No meio de toda esta confusão circulava uma infinidade de indivíduos, uns a pé, outros de carro e ainda outros a cavalo, em todas as qualidades de animalejos, jogando ovos, ou por outra, cascas de ovos cheias de serradura, e algumas vezes, também ovos de verdade (felizes tempos), travando-se renhidos combates, entre eles e as damas, que por completo enchiam as janelas. Ovos a 10 réis a dúzia, ovos a 20 réis a dúzia e os ovos acabavam-se. Eram então substituídos por tremoços, bolotas, feijão, e tudo o mais a que se pudesse deitar mão, para servir de projétil

Ao findar do dia, especialmente em terça-feira «gorda», então o que se presenciava é difícil de descrever. Era uma verdadeira loucura, as músicas, de todas as qualidades, a cantoria, as campainhas, os toques de cornetas e apitos, os pregões, as exclamações entusiásticas do povo, isto tudo no meio de uma estouraria medonha, causada pelos maços de estalos chineses e bombas de pataco, transformavam a cidade num verdadeiro Pandemónio.

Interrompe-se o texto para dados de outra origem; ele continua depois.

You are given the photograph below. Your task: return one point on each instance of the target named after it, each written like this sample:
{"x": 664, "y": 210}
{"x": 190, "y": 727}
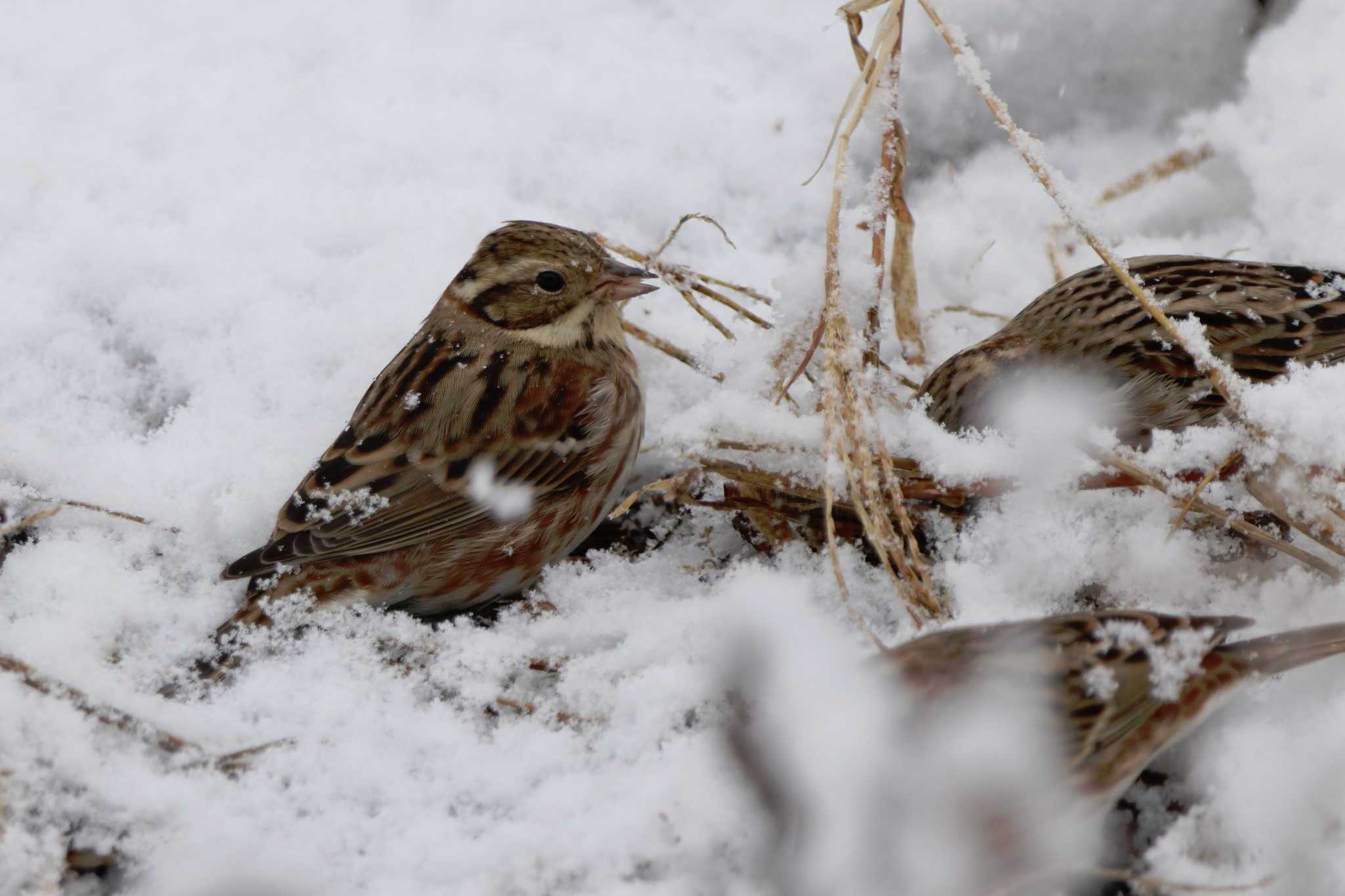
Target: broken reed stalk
{"x": 1220, "y": 377}
{"x": 1215, "y": 472}
{"x": 974, "y": 312}
{"x": 9, "y": 528}
{"x": 1189, "y": 335}
{"x": 1161, "y": 169}
{"x": 902, "y": 268}
{"x": 127, "y": 723}
{"x": 104, "y": 715}
{"x": 689, "y": 282}
{"x": 1225, "y": 517}
{"x": 848, "y": 430}
{"x": 889, "y": 196}
{"x": 666, "y": 347}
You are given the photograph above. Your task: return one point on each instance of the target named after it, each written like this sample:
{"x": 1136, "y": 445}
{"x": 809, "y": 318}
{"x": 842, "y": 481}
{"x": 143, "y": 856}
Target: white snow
{"x": 505, "y": 500}
{"x": 217, "y": 224}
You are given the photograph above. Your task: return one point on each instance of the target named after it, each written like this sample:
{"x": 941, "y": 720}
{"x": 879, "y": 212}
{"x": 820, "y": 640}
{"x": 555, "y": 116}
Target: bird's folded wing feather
{"x": 378, "y": 489}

Das janelas eram arremessadas pelas damas, alcofas cheias de serradura e farinha, sobre os pobres mortais que tinham a ventura de passar por debaixo das suas janelas, e, diga-se a verdade, quem não fosse para casa com um olho amachucado e a cabeça cheia de galos, não era ninguém.

Na terça-feira, depois de Ave Marias, organizava-se o chamado enterro do Entrudo, que se compunha de toda esta gente, munida de archotes e fogos de bengala, que percorriam a cidade em cortejo, no meio de atroadoras exclamações de alegria, dispersando pouco depois cada qual para os seus destinos.

Às 9 horas, tinham começo os bailes de mascaras, no extinto Teatro Eborense, vulgo Teatro das Casas Pintadas, promovidos pelo saudoso velhinho José Matias Carreira, abrilhantados pelas filarmónicas 1.º de Dezembro, Alunos de Minerva e Charanga do 5, sendo outras peças apropriadas, executadas uma valsa intitulada o Tenor, de António Costa e uma polka de cornetim, intitulada “No baile”, feita e tocada pelo mestre Velasco, peças então muito em voga e muito aplaudidas.

Ao contrário do que se dava nas ruas, aonde ninguém se entendia, os bailes eram muito decentes e decorriam com muita ordem.

A maior parte das mascaras, vestiam lindos costumes do guarda roupa do Pardelha.

As quadrilhas dos Lanceiros, foram dirigidas por Luiz Janota e Francisco Sales, tomando parte nelas entre outros, muitos dos quais já lá estão na paz do túmulo, os irmãos Carreiras, Cabreiras, Correias, Salgado, Velozo e outros.

Compare-se com o que se presenceia na actualidade.

“Autres temps, autres moeurs”.

in NOTÍCIAS D’EVORA,  “Velharias e Actualidades – O Carnaval em Évora há 40 Anos”, Ano XXIII, n.º 6636, de 10 de Fevereiro de 1923, pág.1.